Abrótea é a designação comum de várias plantas da família das liliáceas que pertencem ao género “Asphodelus”. As mais conhecidas são a “Asphodelus aestivus”, a “Asphodelus albus” e a “Asphodelus ramosus”. Esta, talvez a mais vulgar, é a que vamos pormenorizar, por se encontrar frequentemente na nossa região, de clima atlântico-mediterrânico. Não podemos, todavia, deixar de mencionar a variedade endémica “Asphodelus lusitanicus” e a “Asphodelus bento-rainhae”, espécie quase em extinção, que surge na Cova da Beira, como bem explica o fitoterapeuta e meu caro amigo, Dr. João Ribeiro Nunes, no seu tratado de “Medicina Popular”.
A abrótea encontra-se com frequência nos montados e charnecas incultas, onde parece competir com a cebola albarrã. Antes da floração, as duas plantas são quase semelhantes. A abrótea possui também folhas compridas de verde-escuro, mas muito mais estreitas. É planta robusta e perene com raiz fasciculada, engrossada por tubérculos ovóides e oblongos de 3 cm de comprimento e folhas planas, lineares e basais. Floresce na Primavera, formando ramos, dispostos em panículas, que chegam a atingir 90 cm de altura, com pequenas flores brancas providas de filetes castanhos.
Julga-se que as abróteas são originárias da região mediterrânica, mas actualmente estão espalhadas pelo mundo, sendo cultivadas, quase sempre, como espécies ornamentais. Os gregos antigos costumavam plantá-las junto dos túmulos, pois acreditavam que serviam de alimento aos falecidos. Plínio e outros clássicos mencionam os tubérculos da abrótea como comestíveis, mas, mais tarde, detectou-se neles uma substância tóxica chamada asfodelina, pelo que não convém usá-los na alimentação. Aliás, uma das melhores formas de verificar se uma planta é tóxica é observar o comportamento do gado. Se ele não lhe toca, é porque a planta não é recomendável. No entanto, para aplicar externamente em feridas e lesões da pele, esta herbácea é das mais eficazes.

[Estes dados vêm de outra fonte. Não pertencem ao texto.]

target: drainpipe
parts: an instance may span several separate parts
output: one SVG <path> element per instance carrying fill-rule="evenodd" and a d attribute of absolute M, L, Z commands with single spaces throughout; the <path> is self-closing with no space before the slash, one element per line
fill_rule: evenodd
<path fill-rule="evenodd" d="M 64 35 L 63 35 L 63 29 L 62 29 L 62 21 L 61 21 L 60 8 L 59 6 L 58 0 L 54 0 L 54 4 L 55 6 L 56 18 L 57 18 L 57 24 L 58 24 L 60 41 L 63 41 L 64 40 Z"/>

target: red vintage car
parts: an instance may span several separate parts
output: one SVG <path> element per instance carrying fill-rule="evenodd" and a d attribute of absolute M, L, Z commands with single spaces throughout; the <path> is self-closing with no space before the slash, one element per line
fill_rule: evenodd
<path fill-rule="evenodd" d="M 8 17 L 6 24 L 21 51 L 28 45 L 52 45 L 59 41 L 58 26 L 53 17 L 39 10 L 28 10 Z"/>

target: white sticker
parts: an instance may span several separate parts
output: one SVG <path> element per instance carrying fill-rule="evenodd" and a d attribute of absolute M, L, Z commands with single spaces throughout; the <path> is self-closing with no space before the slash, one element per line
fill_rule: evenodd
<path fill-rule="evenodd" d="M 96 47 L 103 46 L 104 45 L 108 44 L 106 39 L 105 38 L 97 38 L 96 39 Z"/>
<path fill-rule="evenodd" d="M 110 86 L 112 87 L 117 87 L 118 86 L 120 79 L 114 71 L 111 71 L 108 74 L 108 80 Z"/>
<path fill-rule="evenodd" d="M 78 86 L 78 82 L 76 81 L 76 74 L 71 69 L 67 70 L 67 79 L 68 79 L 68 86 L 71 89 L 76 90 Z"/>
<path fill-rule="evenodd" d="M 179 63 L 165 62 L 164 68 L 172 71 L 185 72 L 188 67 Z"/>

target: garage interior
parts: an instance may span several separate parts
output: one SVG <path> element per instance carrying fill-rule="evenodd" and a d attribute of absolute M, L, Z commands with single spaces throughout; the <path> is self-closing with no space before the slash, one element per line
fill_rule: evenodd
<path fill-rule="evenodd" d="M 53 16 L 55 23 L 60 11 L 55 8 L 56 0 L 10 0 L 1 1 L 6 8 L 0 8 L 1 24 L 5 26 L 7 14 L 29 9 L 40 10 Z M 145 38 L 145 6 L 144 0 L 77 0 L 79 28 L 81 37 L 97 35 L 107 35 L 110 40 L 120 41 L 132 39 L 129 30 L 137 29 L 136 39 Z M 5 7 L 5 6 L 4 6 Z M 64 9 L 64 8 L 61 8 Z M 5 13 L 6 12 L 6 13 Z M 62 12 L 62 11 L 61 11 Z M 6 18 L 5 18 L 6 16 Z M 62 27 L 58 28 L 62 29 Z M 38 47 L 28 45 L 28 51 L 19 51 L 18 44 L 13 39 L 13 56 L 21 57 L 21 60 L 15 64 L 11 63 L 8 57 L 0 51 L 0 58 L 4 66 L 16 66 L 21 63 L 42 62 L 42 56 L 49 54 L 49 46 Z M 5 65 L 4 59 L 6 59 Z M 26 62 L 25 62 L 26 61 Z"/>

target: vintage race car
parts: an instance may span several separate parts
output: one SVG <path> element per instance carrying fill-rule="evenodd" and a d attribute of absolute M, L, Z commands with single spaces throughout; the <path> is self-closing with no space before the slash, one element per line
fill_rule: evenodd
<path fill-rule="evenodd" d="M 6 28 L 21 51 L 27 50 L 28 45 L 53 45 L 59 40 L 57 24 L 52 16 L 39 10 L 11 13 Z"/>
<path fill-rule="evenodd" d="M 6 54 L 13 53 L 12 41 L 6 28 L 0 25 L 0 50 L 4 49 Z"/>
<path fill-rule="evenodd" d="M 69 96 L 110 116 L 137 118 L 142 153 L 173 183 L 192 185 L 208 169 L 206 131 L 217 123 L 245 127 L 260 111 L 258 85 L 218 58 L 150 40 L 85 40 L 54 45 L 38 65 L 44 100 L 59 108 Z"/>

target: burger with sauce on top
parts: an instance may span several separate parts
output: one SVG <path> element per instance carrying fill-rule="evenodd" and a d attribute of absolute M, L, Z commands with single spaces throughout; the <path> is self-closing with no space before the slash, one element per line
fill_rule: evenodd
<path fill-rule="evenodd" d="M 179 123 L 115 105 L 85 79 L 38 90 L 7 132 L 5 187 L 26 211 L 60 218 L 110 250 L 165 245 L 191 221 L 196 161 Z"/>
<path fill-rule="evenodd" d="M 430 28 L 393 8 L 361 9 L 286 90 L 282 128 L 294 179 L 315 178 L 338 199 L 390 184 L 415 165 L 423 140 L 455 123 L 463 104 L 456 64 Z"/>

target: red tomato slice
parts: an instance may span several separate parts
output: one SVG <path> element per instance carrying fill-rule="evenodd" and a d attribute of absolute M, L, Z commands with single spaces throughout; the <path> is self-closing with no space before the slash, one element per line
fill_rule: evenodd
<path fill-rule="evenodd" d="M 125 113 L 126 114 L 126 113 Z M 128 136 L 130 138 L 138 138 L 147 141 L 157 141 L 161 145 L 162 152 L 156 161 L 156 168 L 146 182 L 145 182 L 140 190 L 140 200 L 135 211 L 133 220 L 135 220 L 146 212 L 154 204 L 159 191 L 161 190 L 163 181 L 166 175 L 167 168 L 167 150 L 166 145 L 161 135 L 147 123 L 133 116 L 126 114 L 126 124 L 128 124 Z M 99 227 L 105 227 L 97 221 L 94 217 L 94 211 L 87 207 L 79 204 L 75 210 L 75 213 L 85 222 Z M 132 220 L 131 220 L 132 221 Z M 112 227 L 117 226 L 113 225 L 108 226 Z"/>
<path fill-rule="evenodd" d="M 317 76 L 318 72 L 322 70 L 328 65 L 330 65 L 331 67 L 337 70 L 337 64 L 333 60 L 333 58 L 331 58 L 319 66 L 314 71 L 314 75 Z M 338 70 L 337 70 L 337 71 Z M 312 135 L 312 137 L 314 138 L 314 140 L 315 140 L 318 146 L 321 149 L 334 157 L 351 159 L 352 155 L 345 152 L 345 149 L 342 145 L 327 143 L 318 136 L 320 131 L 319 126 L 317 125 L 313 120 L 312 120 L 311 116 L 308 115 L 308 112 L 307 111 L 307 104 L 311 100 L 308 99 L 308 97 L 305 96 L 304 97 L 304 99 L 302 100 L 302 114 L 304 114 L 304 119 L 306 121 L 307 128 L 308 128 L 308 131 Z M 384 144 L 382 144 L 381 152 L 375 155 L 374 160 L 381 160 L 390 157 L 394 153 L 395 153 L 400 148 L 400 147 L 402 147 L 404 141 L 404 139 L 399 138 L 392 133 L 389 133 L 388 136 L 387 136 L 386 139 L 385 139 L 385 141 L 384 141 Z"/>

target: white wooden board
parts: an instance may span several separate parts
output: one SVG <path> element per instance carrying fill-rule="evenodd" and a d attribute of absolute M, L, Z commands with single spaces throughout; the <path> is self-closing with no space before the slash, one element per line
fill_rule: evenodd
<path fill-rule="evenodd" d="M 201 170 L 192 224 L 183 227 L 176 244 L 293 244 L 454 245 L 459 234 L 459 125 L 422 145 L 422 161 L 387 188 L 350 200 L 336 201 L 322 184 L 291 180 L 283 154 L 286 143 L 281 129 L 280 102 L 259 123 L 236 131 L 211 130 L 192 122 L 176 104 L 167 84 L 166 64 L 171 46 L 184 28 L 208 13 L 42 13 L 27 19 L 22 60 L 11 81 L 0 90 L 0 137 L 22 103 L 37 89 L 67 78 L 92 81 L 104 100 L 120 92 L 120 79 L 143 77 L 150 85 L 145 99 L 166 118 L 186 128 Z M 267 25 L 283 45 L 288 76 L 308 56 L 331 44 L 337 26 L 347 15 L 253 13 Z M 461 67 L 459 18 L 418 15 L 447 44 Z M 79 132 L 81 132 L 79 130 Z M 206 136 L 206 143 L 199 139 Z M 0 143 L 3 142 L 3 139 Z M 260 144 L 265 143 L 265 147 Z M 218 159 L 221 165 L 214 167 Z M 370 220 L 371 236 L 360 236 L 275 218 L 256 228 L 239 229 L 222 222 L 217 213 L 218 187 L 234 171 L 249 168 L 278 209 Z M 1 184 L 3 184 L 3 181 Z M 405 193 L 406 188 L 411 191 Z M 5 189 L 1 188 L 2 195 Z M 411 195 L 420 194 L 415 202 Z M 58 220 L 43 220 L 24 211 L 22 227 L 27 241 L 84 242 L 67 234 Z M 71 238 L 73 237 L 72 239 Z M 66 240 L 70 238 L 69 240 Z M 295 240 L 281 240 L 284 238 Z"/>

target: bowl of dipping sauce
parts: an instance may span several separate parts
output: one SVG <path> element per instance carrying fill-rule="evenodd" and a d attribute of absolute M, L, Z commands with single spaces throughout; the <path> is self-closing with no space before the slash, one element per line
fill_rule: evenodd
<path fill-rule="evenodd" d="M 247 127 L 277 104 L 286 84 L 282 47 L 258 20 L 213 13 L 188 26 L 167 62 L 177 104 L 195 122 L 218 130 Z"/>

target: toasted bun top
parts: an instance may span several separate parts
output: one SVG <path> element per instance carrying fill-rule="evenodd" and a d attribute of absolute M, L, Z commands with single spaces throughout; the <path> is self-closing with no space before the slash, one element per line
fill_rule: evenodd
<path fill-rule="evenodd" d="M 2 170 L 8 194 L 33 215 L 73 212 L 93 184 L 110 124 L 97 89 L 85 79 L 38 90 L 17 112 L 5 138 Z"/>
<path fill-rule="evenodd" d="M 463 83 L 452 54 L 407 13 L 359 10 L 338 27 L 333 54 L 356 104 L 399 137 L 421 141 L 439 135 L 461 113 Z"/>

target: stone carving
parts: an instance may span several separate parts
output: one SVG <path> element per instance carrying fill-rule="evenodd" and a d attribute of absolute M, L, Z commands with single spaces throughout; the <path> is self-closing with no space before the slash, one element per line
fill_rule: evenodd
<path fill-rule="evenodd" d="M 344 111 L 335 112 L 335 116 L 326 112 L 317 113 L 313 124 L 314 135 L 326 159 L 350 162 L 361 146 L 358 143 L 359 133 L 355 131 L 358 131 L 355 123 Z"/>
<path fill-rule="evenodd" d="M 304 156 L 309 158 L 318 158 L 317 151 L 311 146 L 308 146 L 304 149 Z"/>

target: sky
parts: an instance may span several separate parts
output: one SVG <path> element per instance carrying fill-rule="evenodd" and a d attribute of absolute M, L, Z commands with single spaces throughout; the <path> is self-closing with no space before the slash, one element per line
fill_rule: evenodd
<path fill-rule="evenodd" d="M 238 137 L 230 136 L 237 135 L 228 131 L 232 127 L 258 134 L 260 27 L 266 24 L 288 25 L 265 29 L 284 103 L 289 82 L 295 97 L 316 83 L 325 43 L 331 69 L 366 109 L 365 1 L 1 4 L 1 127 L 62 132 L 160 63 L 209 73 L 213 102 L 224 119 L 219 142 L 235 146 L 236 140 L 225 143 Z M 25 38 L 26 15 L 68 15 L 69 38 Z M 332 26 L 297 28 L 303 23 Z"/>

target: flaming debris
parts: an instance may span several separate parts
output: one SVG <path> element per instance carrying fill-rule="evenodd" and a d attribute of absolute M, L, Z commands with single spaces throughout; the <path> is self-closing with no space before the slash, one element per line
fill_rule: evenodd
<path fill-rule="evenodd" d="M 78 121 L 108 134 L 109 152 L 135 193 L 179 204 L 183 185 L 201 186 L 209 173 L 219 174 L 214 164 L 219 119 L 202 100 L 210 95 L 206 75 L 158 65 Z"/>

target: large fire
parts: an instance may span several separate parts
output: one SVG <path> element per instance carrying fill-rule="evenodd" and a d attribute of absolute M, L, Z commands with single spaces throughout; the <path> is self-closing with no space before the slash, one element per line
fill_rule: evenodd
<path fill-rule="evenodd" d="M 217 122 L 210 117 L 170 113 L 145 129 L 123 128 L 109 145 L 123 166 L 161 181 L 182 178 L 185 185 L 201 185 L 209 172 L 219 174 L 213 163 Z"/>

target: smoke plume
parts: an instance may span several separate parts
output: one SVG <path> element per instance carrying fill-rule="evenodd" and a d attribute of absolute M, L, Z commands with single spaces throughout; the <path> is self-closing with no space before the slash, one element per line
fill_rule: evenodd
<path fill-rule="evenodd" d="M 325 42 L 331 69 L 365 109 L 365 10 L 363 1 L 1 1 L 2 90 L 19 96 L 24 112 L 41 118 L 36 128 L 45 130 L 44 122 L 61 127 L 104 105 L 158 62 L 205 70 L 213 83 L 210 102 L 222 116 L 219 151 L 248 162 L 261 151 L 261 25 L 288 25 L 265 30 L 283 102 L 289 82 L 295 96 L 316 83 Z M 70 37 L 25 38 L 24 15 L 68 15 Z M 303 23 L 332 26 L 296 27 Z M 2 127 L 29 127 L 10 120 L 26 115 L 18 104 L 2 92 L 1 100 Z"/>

Medicinalmente diz-se que a abrótea é anti-espasmódica, diurética e emenagoga.
Aponta-se ainda outro uso para a abrótea: a preparação de um grude ou cola muito forte, a partir do pó dos tubérculos amassado em água fria, formando uma pasta amarelada. Era utilizada antigamente pelos sapateiros e encadernadores.
Hoje em dia, poucos fitoterapeutas mencionam a abrótea nos seus compêndios. Exceptua-se o Dr. João Ribeiro Nunes que refere a utilização dos rizomas cortados às rodelas, ou o respectivo suco para friccionar na pele, a fim de activar a cicatrização no tratamento de eczemas, impigens e ulcerações das mucosas. Praticamente o mesmo é dito pelo Dr. Oliveira Feijão na “Medicina pelas Plantas” e pelo Dr. Lyon de Castro na sua obra “Medicina Vegetal”.